Absolutely true. Not only is a public ceremony not necessary, I wonder if it is even beneficial, at least in its traditional form. I wrote something about this earlier in the year in my post, Marriage and membership. Here is the pertinent portion….
To get on my soapbox for a minute, I have long thought that the church should not be in the business of performing wedding ceremonies in partnership with the state. In other words the church should not serve as an agent of the state to facilitate legal weddings. I think that it turns “church weddings” into just another cultural institution and along with that it loses value as the culture devalues marriage. Marriage between two Christians who become one flesh in the eyes of the church should be completely separate from two generic people getting married in the eyes of the state. Two Christians do not need the approval of the state, the blessing of an ordained cleric or a piece of paper to be wed. If Christian couples who wed want to go to the justice of the peace to get legal recognition for various purposes in the eyes of the state after the fact, that is fine. I just think that the weird system where the state recognizes marriages performed by the church yokes the two parties together and we certainly should avoid that wherever we can. The church never makes the state more holy but the state certainly infects the church and diverts it from the work of the Kingdom wherever the two are combined.

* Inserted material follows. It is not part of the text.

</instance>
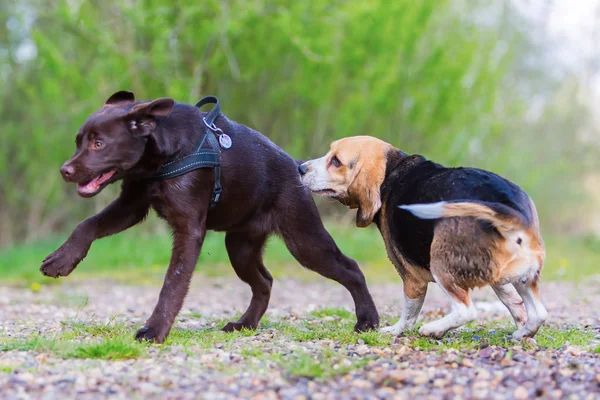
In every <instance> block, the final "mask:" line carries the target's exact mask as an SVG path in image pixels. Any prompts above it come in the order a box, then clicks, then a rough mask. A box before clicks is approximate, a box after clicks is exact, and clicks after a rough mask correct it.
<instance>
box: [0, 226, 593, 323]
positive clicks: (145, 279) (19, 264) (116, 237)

I would still affirm this. Marryin’ and buryin’ are two ways the state gets the church to act as its proxy while bribing (and controlling) the church with preferential tax and regulatory treatment. If there is any example of the church being unequally yoked it is found in our perverse partnership with the godless secular government.
As Eric writes, this perspective should help us to frame the issue when dealing with “gay marriage”. As the state has no right to define marriage, it really means very little if the state declares “gay marriage” to be valid because it runs contrary to what God has decreed for marriage and therefore is by definition null and void, regardless of tax breaks and health benefits. Now, when a "church" recognizes and blesses sinful relationships and call them marriage, that is a different issue. Regardless, as my perception of marriage has changed from a church-state partnership I have become increasingly less interested in the fight to preserve “traditional marriage”. Keeping homosexuals from receiving state recognition of their union does nothing to bring them the Gospel nor does it make America a more holy nation. Since homosexual “marriage” is inherently invalid in God’s eyes, why should we expend our energy and money as the church fighting against “gay marriage” and preserving “traditional marriage” rather than preaching the Gospel to the lost and helping the poor, the widow and the orphan? Unbelievers in a lifelong monogamous heterosexual marriage don’t get a pass at the Judgment any more than homosexuals living a licentious lifestyle do. We should focus our efforts where we have been called rather than on trying to make unbelievers act externally less like unbelievers. Certainly homosexuality is abhorrent and a grievous sin but the remedy is the Gospel, not legislation. That doesn’t mean that as a citizen voting my conscience I would support something that God declares an abomination but nor does it mean that I should spend time, money and effort to preserve something that cannot be overturned or affirmed by the votes of man.
Marriage in the eyes of God requires far more than holding an hour long religious ceremony in a “church”. The world can do what it likes, it always has, but that doesn’t change what God has decreed. Our mission is not to preserve traditional secular marriage. It is to proclaim the Good News of the Kingdom of God and no amount of legislation can accomplish that.